€78m has been paid out in redress and compensation to around 2,600 customers affected by the tracker mortgage scandal.

In an update on its examination of tracker loan issues, the Central Bank also said 9,900 impacted customers had been identified by lenders by the end of February.

This is an increase of 1,700 on the figure given by the Central Bank in its last report on the issue in December.

Speaking then at the Oireachtas Finance Committee, Central Bank Governor Philip Lane indicated that upwards of 15,000 banking customers may have been overcharged because they were incorrectly denied tracker mortgages. 
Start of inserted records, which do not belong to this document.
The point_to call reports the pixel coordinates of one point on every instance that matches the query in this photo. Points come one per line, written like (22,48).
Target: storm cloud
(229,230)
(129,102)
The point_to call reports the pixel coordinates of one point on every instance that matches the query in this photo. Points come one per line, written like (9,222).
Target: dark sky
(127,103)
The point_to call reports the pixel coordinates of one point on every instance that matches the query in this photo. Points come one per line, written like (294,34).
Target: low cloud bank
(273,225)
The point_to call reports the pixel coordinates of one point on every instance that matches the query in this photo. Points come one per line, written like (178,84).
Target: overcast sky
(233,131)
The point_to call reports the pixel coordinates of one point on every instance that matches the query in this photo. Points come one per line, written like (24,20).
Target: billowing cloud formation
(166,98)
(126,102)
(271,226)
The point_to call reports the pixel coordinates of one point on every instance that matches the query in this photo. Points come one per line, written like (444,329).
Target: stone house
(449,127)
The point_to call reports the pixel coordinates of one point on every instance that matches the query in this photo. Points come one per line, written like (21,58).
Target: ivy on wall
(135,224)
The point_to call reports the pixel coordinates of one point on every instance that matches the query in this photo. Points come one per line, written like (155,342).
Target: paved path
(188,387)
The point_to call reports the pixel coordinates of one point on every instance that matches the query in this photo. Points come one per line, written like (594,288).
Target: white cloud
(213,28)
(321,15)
The Central Bank said it expects lenders to have identified all impacted accounts by the end of September.

The latest report also outlines the Central Bank's enforcement powers in relation to the examination, as well as the framework for the redress scheme and the appeals process.
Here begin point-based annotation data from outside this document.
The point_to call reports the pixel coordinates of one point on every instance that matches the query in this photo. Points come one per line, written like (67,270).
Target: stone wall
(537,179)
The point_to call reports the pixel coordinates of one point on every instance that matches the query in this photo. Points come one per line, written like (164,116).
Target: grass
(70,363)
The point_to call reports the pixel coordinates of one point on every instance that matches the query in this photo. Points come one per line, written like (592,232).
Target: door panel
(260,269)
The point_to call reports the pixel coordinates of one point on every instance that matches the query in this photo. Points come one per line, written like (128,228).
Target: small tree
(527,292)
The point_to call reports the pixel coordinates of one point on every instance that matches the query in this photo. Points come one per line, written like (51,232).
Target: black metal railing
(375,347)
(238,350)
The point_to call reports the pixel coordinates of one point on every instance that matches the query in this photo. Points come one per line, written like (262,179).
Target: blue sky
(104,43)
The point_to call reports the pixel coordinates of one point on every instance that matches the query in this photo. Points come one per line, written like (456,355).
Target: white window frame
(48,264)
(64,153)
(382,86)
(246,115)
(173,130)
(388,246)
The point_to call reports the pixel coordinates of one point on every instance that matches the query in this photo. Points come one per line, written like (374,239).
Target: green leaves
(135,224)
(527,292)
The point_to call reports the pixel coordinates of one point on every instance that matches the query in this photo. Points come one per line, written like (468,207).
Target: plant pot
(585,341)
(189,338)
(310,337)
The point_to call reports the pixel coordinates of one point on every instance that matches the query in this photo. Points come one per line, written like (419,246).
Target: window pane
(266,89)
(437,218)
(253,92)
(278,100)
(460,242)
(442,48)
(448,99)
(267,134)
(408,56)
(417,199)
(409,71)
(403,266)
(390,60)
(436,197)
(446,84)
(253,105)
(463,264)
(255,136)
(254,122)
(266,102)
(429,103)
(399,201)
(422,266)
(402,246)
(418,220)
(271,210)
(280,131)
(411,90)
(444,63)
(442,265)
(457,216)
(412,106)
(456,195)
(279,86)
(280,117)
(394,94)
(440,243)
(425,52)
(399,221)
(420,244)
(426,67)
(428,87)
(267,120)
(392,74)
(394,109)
The Central Bank said the tracker mortgage examination is the "largest, most complex and significant supervisory review" that it has has ever undertaken in respect of its consumer protection mandate. 
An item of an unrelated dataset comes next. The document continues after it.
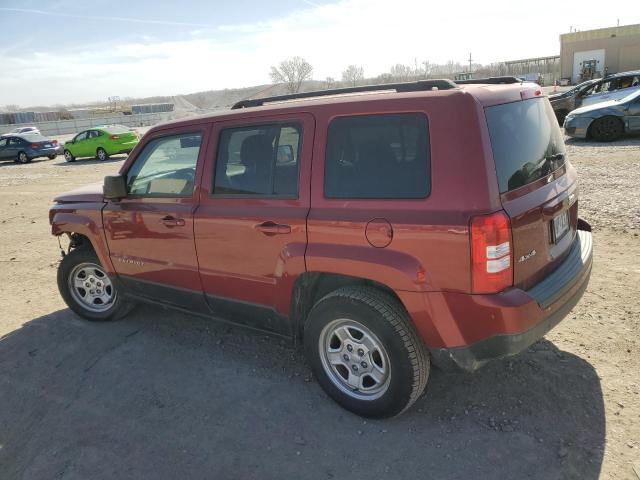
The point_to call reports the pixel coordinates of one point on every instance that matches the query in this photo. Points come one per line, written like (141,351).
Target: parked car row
(613,87)
(26,143)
It said it involved an initial review of more than two million mortgage accounts by lenders to identify the number of accounts which may have been affected.

Last year Springboard Mortgages, a wholly-owned subsidiary of Permanent TSB, was fined €4.5m for failing to apply the correct interest rates on 222 tracker mortgages.

The Central Bank said today that it has started two other tracker mortgage related enforcement investigations that are currently being pursued. 

It said it may also start other investigations, as appropriate, into other lenders and persons concerned in the management of such entities where there is evidence of non-compliance with regulatory requirements.